Showing posts with label Hall and Oates. Show all posts
Showing posts with label Hall and Oates. Show all posts

Tuesday, April 17, 2012

STARS - Various Artists
YEAR: 1977
LABEL: K-Tel
TRACK LISTING: The Things We Do For Love - 10cc, Rich Girl - Hall & Oates, Year of the Cat - Al Stewart, Torn Between Two Lovers - Mary MacGregor, A Little Bit More - Dr. Hook, Love Me - Yvonne Elliman, So Into You - Atlantic Rhythm Section, Devil Woman - Cliff Richard, Slow Dancin' Don't Turn Me On - Addrisi Brothers, I'm Your Boogie Man - K.C. & the Sunshine Band, Heaven Must Be Missing an Angel (Pt. 1) - Tavares, Don't Leave Me This Way - Thelma Houston, Cool Town - Stanky Brown Group, The World Is A Ghetto - War, Theme from "Roots" - Quincy Jones, Hard Luck Woman - Kiss, Tryin' To Love Two - William Bell, Couldn't Get It Right - Climax Blues Band
IMPRESSIONS: In our last episode, we discovered the magic that was K-Tel and were left with the burning question: What did I eat for lunch that's affecting me like this? Be that as it may, STARS was the next K-Tel record I bought after HIT MACHINE; this was after moving from Maple Surple to our new house in Clay Town. I was all of 11 years old. I remember spinning this record many times on my portable black record player that folded up like a suitcase; especially because my favourite song at the time was on it: Thelma Houston's "Don't Leave Me This Way". Of course, these were the editted radio versions of the singles; however I still have a soft spot in my heart for some of these songs which aren't exactly too great but give me an incredible rush of nostalgia. It's also hysterical to me that K-Tel seems to have shoved some really OLD songs (at the time) onto their records both here and on HIT MACHINE. On STARS, War's "The World Is A Ghetto" is from the early 70s and Paul Anka's cheesefest "(You're) Having My Baby" was from 1974 and appears on the 1976 HIT MACHINE album. Ha!
MY FAVOURITE TRACKS: The Things We Do For Love - 10cc, Rich Girl - Hall & Oates, Year of the Cat - Al Stewart, So In To You - Atlantic Rhythm Section, Devil Woman - Cliff Richard, I'm Your Boogie Man - K.C. & the Sunshine Band, Heaven Must Be Missing an Angel (Pt. 1) - Tavares, Don't Leave Me This Way - Thelma Houston, The World Is A Ghetto - War, Hard Luck Woman - Kiss, Couldn't Get It Right - Climax Blues Band
FACT SHEET: Once again, nothing really to say here. This is a K-Tel Records LP released in 1977.

Sunday, February 12, 2012

VOICES - Hall & Oates

YEAR: 1980

LABEL: RCA

TRACK LISTING: How Does It Feel To Be Back, Big Kids, United State, Hard To Be In Love With You, Kiss On My List, Gotta Lotta Nerve (Perfect Perfect), You've Lost That Lovin' Feelin', You Make My Dreams, Everytime You Go Away, Africa, Diddy Doo Wop (I Hear the Voices)

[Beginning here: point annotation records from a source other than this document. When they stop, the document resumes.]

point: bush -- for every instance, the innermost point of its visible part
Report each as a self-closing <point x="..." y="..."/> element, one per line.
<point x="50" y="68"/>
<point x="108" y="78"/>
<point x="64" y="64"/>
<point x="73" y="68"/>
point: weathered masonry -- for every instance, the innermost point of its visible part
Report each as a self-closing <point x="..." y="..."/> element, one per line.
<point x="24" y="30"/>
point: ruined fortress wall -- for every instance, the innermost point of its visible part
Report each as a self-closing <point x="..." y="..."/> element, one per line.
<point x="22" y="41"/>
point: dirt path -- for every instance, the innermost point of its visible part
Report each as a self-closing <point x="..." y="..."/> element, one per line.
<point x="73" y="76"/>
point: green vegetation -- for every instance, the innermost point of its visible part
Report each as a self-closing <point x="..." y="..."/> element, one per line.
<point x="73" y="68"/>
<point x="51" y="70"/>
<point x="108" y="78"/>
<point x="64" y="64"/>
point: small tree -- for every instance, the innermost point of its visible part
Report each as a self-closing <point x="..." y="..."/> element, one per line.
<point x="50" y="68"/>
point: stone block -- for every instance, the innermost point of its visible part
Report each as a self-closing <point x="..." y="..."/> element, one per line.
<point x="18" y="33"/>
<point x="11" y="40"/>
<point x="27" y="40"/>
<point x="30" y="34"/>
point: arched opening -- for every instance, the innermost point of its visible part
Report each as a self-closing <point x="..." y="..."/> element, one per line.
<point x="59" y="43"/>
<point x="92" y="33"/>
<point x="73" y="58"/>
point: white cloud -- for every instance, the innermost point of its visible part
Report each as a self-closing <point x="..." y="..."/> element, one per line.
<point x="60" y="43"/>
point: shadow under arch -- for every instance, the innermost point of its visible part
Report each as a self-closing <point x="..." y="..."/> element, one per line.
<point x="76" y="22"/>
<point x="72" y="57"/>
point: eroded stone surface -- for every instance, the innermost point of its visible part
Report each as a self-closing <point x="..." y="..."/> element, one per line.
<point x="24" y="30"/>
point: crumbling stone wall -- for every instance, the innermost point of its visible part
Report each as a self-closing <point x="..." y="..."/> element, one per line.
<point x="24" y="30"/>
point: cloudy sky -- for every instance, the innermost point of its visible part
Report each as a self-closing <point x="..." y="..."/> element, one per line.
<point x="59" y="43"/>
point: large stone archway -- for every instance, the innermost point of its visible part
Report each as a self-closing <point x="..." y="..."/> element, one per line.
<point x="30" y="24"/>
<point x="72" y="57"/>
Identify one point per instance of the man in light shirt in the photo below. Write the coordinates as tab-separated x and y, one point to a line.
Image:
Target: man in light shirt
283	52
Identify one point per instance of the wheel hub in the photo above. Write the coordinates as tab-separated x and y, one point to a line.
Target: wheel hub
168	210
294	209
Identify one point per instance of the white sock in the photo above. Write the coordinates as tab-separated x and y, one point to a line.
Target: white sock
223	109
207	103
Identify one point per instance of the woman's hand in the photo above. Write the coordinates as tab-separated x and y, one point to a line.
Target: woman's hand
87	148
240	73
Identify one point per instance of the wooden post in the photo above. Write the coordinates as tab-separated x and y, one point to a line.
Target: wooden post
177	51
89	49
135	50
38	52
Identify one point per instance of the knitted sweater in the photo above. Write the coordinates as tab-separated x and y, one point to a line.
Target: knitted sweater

IMPRESSIONS: Still stuck in the 80s this week with Hall & Oates big blockbuster. This album my mother actual bought because she was always a bigger Hall & Oates fan than I was. The big hits on this album I'm not really interested in; however this disc does contain some of my all-time favourite Hall & Oates songs. Their original version of "Everytime You Go Away" is a masterpiece and nothing like the light and puffy fluff Paul Young made of it; here it's a pain-packed, soulful smolder of a song. Then there's the two delightfully dippy winners "Africa" and "Gotta Lotta Nerve". The former is a "Lion Sleeps Tonight"-like romp where John Oates' girlfriend has gone to Africa and he's gotta go get her before "the lions and tigers try to jump on her bones" and the later is a nice piece of Daryl Hall vitriol with a sense of humour La Daryl is not generally known for. The big hits are pleasant enough listening but I've frankly heard them enough over the years due to the massive overplay they suffered at the time.

MY FAVOURITE TRACKS: Gotta Lotta Nerve (Perfect Perfect), Everytime You Go Away, Africa

FACT SHEET: VOICES is Hall & Oates' ninth album and the first they produced themselves. "You've Lost That Lovin' Feelin'" is of course a cover of the Righteous Brothers song written by Barry Mann, Cynthia Weil and Phil Spector. This is the album whose new sound began Hall & Oates' domination of the music charts and MTV in the first half of the 1980s. The album has had a seeming multitude of covers but this black & white version was the first featuring raised embossed "sound waves" on the record sleeve. Paul Young would have a number one hit with a vastly inferior cover of "Everytime You Go Away" in 1985.